How It Works: Statistics Sampling for BLOB data

I worked on an interesting issue today and the outcome deserves a post.  The issue was that when auto update statistics executed the query went from 6 seconds to 6+ minutes.

select count(*) from tblImageData where blobData is null

Turing on the SP-:StmtStarting and SP:StmtCompleted trace events the internal sample query can be retrieved.

SELECT StatMan([SC0]) FROM (

SELECT TOP 100 PERCENT SUBSTRING ([logo], 1, 100)++substring([blobData],

      case when datalength([blobData])<=200 then 101

            else datalength([blobData])-99 end,

            datalength([blobData]))

AS [SC0] FROM [dbo].[tblImageData]

WITH (READUNCOMMITTED,SAMPLE 8.330000e+001 PERCENT)

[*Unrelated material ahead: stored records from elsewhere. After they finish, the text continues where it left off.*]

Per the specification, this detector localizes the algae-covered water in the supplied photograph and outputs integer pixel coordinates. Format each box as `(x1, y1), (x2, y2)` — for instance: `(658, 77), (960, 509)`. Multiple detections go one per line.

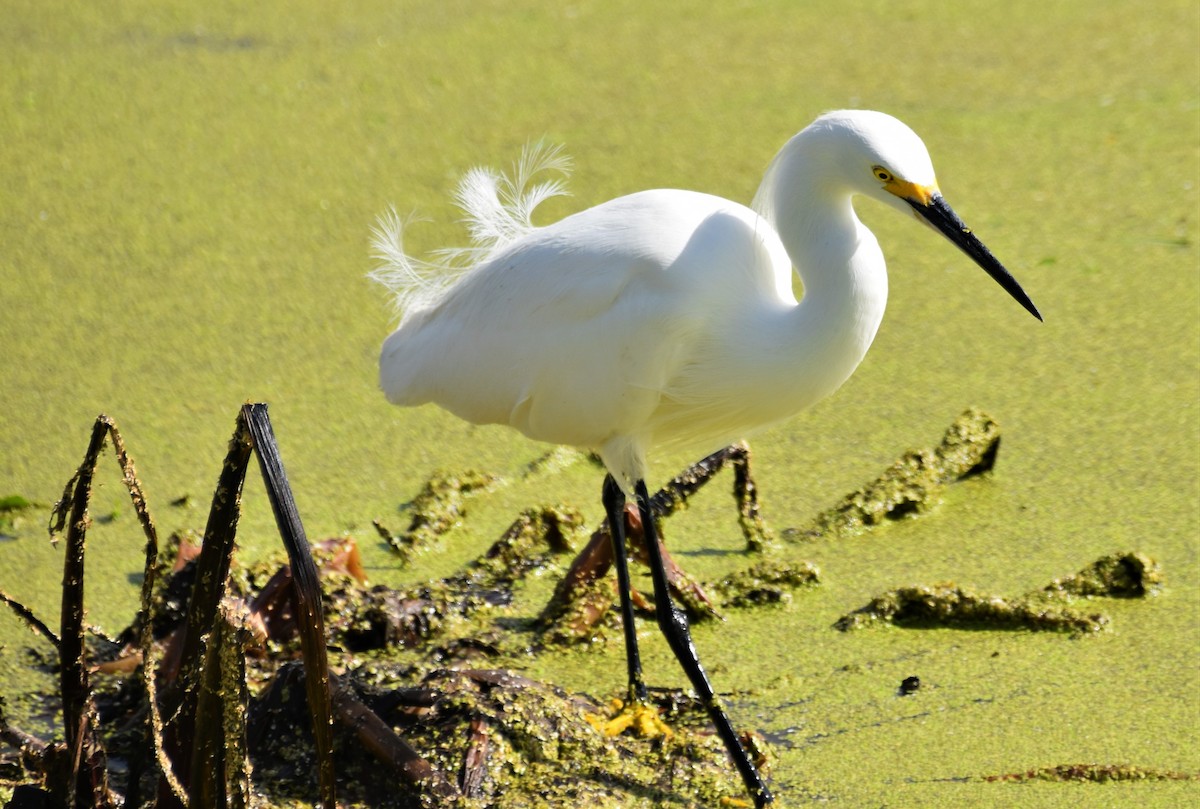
(1, 1), (1197, 806)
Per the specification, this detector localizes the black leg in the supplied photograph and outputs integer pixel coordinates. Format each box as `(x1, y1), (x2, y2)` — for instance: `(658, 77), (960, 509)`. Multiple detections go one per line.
(634, 479), (773, 808)
(602, 474), (647, 703)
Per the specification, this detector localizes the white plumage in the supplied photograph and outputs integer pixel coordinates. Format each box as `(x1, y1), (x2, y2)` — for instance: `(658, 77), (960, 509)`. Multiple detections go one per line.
(373, 110), (1037, 492)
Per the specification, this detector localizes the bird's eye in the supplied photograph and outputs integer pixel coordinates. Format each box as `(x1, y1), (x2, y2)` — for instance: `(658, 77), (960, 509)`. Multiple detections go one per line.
(872, 166), (893, 183)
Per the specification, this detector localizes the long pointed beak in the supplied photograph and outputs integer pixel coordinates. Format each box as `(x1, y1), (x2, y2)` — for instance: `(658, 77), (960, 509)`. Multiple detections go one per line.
(907, 194), (1042, 321)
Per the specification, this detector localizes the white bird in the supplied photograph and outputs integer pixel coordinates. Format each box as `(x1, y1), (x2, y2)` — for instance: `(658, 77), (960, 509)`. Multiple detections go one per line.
(372, 110), (1040, 807)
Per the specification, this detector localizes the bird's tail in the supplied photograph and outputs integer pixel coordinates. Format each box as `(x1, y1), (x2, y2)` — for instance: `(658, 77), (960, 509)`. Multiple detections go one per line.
(370, 141), (572, 321)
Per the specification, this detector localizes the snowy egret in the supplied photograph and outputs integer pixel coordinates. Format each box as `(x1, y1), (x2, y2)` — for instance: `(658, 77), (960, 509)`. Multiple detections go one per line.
(371, 110), (1040, 807)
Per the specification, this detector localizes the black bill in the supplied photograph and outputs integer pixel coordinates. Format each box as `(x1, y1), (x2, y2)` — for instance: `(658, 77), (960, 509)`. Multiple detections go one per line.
(908, 194), (1042, 321)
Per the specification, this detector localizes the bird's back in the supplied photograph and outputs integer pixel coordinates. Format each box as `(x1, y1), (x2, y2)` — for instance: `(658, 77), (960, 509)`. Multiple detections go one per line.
(379, 188), (795, 460)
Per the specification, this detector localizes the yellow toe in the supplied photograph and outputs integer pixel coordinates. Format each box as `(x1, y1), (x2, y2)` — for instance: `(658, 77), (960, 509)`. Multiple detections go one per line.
(585, 697), (673, 739)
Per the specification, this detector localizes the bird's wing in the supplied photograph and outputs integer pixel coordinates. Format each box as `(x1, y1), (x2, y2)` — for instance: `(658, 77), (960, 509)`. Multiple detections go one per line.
(380, 189), (793, 455)
(381, 192), (700, 437)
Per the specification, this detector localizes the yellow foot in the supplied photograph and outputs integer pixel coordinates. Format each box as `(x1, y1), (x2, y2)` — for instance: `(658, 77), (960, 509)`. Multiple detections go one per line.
(585, 697), (674, 739)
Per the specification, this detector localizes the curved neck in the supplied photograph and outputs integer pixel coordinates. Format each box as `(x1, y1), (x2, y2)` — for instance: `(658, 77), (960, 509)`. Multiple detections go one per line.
(753, 143), (889, 403)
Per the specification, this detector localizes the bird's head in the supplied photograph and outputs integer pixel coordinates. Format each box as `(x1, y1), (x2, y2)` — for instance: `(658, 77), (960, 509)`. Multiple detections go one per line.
(817, 110), (1042, 321)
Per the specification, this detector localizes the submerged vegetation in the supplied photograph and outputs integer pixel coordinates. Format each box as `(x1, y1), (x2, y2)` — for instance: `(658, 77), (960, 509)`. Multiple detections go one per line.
(0, 496), (36, 543)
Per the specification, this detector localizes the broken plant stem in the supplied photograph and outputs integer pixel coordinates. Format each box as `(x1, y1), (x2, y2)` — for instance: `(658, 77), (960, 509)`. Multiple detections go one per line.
(330, 672), (461, 803)
(243, 403), (336, 809)
(54, 415), (116, 808)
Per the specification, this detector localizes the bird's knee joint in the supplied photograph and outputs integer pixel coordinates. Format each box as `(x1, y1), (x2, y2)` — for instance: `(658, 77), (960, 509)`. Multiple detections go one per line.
(657, 605), (696, 650)
(657, 603), (688, 631)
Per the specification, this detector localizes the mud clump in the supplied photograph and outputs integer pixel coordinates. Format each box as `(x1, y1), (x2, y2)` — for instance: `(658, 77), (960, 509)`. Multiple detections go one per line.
(713, 559), (821, 608)
(330, 507), (585, 654)
(1043, 551), (1164, 598)
(836, 552), (1164, 634)
(376, 470), (497, 562)
(796, 408), (1002, 539)
(834, 583), (1110, 633)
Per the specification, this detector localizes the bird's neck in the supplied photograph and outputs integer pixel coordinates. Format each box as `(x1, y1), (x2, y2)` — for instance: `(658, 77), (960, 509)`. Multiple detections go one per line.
(754, 159), (889, 406)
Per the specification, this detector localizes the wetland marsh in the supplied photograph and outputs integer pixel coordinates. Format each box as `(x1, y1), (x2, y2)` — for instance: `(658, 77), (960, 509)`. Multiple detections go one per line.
(1, 1), (1197, 805)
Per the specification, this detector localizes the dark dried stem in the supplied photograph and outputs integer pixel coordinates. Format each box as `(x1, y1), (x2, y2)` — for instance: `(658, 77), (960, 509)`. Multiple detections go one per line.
(330, 673), (460, 803)
(54, 415), (115, 809)
(0, 589), (60, 649)
(243, 403), (336, 809)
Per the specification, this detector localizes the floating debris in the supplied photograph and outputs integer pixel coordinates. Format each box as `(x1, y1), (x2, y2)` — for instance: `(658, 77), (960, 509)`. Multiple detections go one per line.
(794, 408), (1001, 539)
(933, 408), (1002, 480)
(982, 763), (1198, 783)
(12, 405), (1076, 806)
(538, 574), (619, 647)
(646, 441), (773, 552)
(329, 507), (583, 655)
(7, 408), (770, 808)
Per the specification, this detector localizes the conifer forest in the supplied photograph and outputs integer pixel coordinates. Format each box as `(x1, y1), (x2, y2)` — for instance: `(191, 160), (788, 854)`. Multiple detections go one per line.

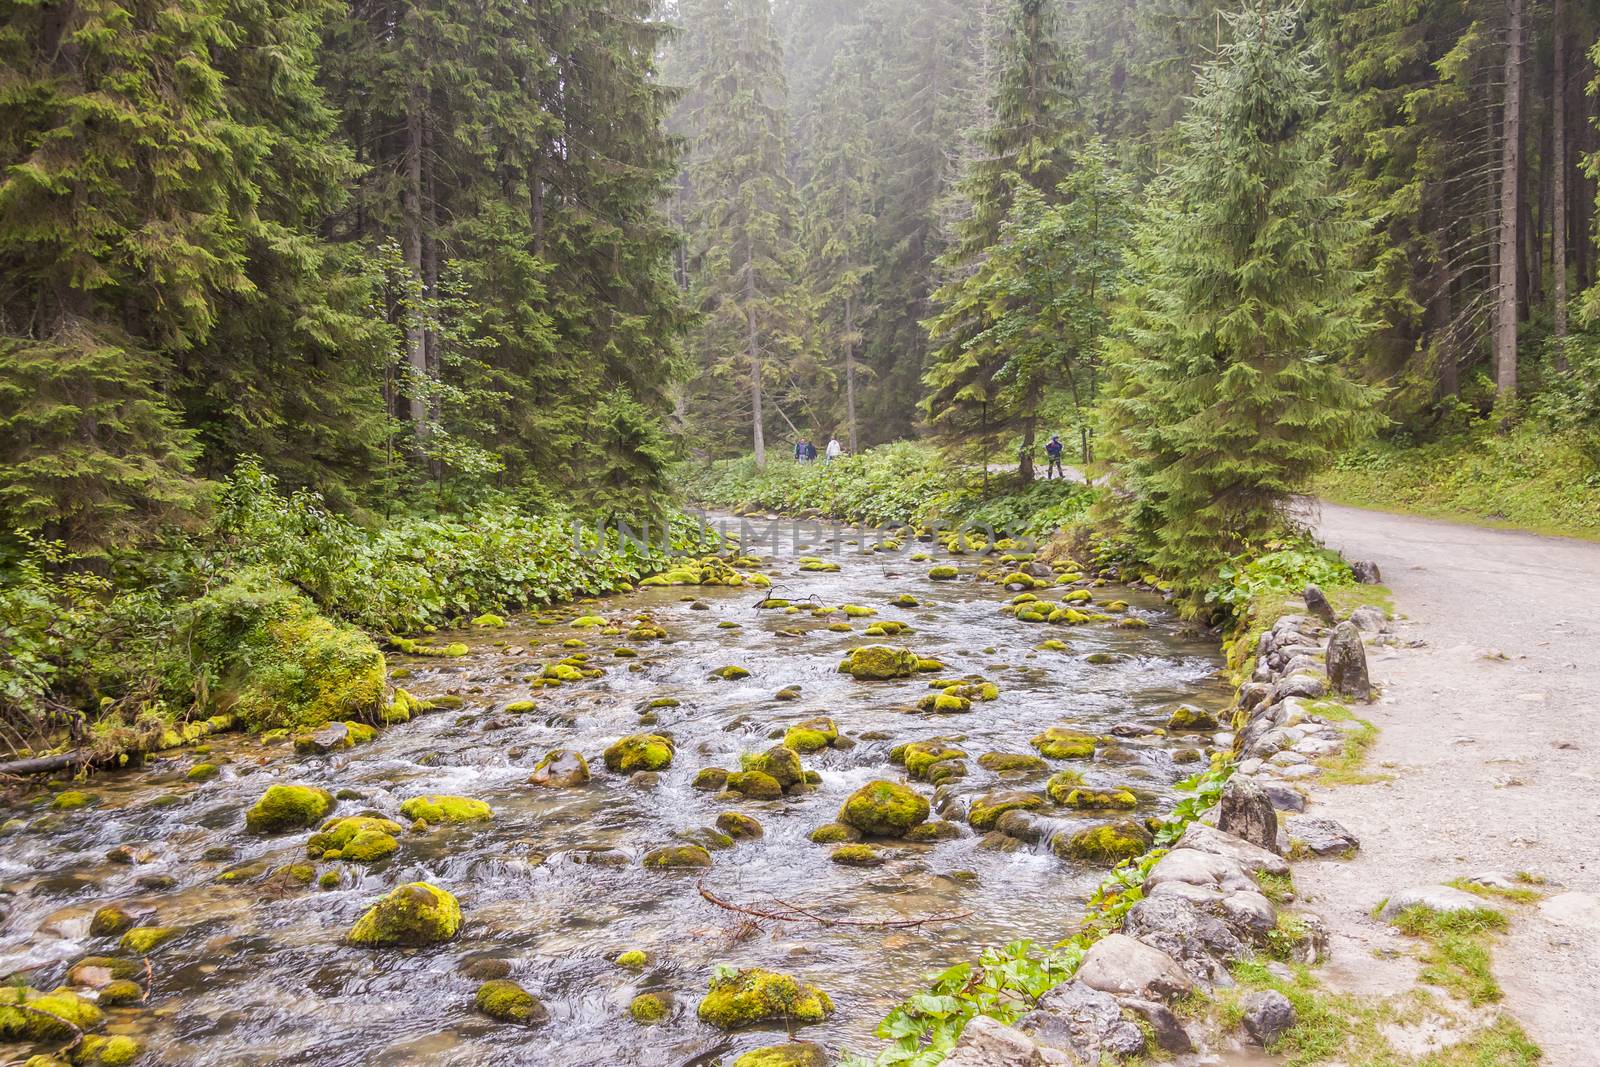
(0, 0), (1597, 1063)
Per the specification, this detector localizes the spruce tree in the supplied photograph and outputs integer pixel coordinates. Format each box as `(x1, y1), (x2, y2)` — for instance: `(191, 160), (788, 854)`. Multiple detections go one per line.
(1100, 3), (1379, 606)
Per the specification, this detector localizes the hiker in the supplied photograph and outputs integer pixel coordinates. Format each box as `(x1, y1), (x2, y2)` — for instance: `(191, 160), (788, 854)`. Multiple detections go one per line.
(825, 437), (841, 464)
(1045, 434), (1065, 480)
(804, 439), (818, 462)
(794, 438), (807, 463)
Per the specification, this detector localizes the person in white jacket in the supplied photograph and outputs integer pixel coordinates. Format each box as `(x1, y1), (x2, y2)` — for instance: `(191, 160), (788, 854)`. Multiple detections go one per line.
(824, 437), (841, 464)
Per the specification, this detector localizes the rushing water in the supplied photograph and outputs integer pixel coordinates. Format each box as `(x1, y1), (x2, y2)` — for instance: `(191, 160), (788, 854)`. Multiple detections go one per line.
(0, 517), (1228, 1065)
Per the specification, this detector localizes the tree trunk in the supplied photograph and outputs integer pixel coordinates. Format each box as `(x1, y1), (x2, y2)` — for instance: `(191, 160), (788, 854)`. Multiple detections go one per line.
(403, 82), (428, 432)
(746, 250), (765, 469)
(1018, 381), (1039, 483)
(1493, 0), (1523, 412)
(844, 292), (858, 454)
(1551, 0), (1569, 365)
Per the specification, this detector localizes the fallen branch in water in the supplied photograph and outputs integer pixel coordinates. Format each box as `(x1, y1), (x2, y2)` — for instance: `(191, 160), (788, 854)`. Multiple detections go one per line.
(696, 880), (971, 929)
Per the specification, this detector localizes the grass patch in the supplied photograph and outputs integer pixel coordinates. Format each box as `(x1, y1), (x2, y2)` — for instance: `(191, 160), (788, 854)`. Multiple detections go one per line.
(1445, 878), (1544, 906)
(1258, 869), (1297, 904)
(1389, 905), (1508, 1007)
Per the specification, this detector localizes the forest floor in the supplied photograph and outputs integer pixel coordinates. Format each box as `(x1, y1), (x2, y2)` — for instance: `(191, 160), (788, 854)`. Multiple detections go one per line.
(1297, 501), (1600, 1065)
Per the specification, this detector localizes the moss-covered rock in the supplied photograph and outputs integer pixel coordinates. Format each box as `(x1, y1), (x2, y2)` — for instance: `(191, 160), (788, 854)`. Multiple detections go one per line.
(642, 845), (712, 869)
(692, 767), (730, 791)
(839, 645), (922, 680)
(1030, 727), (1097, 760)
(711, 665), (751, 680)
(89, 905), (136, 938)
(1056, 788), (1138, 810)
(1043, 769), (1085, 803)
(471, 613), (507, 628)
(1057, 820), (1153, 864)
(615, 949), (648, 968)
(528, 749), (590, 788)
(783, 717), (838, 753)
(305, 815), (405, 860)
(808, 822), (861, 844)
(72, 1035), (143, 1066)
(627, 992), (670, 1024)
(696, 968), (833, 1030)
(732, 1042), (828, 1067)
(928, 566), (958, 581)
(896, 741), (967, 780)
(742, 745), (804, 790)
(347, 882), (461, 946)
(0, 988), (102, 1041)
(603, 734), (674, 774)
(185, 763), (220, 782)
(978, 752), (1047, 774)
(903, 820), (963, 842)
(64, 956), (142, 988)
(118, 926), (181, 954)
(715, 811), (764, 839)
(51, 790), (96, 811)
(725, 770), (783, 800)
(399, 795), (492, 824)
(245, 784), (335, 834)
(1165, 704), (1219, 731)
(967, 791), (1045, 832)
(95, 980), (144, 1006)
(917, 692), (972, 713)
(831, 843), (884, 866)
(838, 780), (929, 837)
(475, 979), (547, 1025)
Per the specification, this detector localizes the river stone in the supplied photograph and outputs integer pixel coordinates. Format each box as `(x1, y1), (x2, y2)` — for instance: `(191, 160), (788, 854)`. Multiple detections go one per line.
(1377, 885), (1490, 921)
(1259, 781), (1306, 812)
(1178, 822), (1289, 876)
(1351, 559), (1382, 584)
(839, 780), (929, 837)
(1072, 934), (1193, 1002)
(1020, 981), (1143, 1062)
(1215, 776), (1280, 854)
(1241, 990), (1295, 1046)
(1286, 816), (1359, 856)
(1302, 584), (1337, 626)
(946, 1015), (1069, 1067)
(1146, 848), (1258, 896)
(1122, 895), (1246, 983)
(1326, 622), (1371, 701)
(732, 1042), (830, 1067)
(296, 722), (351, 754)
(1274, 673), (1327, 701)
(1350, 606), (1388, 633)
(1119, 997), (1192, 1053)
(528, 749), (589, 788)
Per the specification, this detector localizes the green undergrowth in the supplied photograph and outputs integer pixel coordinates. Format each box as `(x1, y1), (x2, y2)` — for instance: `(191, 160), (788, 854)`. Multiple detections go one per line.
(1388, 905), (1508, 1006)
(1212, 959), (1540, 1067)
(677, 442), (1098, 539)
(1, 462), (719, 760)
(1316, 422), (1600, 542)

ORDER BY [SC0] ) AS _MS_UPDSTATS_TBL

When sampling statistics the SAMPLE clause is added to the query.   When FULL SCAN is forced or elected the SAMPLE clause does not appear in the query.    By default if the index being sampled has less than 1024 pages a FULL SCAN is forced.

For BLOBs the sampling percentage is determined by the number of data rows and pages and not the number of BLOB pages.   You can see the actual page values with: select * from sys.system_internals_allocation_units

Also, notice that for large data types the first 100 and last 100 bytes/chars are retrieved and used in the creation of the statistical information.

Because the number of BLOB pages is not directly considered the sample percentage remain a large value and the first and last 100 bytes are retrieved it can trigger a large BLOB scan operation.

You may consider building statistics on the BLOB column (Create statistics .... NORECOMPUTE) and add the NORECOMPUTE so you can control when the BLOB scanning occurs.

Bob Dorr
SQL Server Principal Escalation Engineer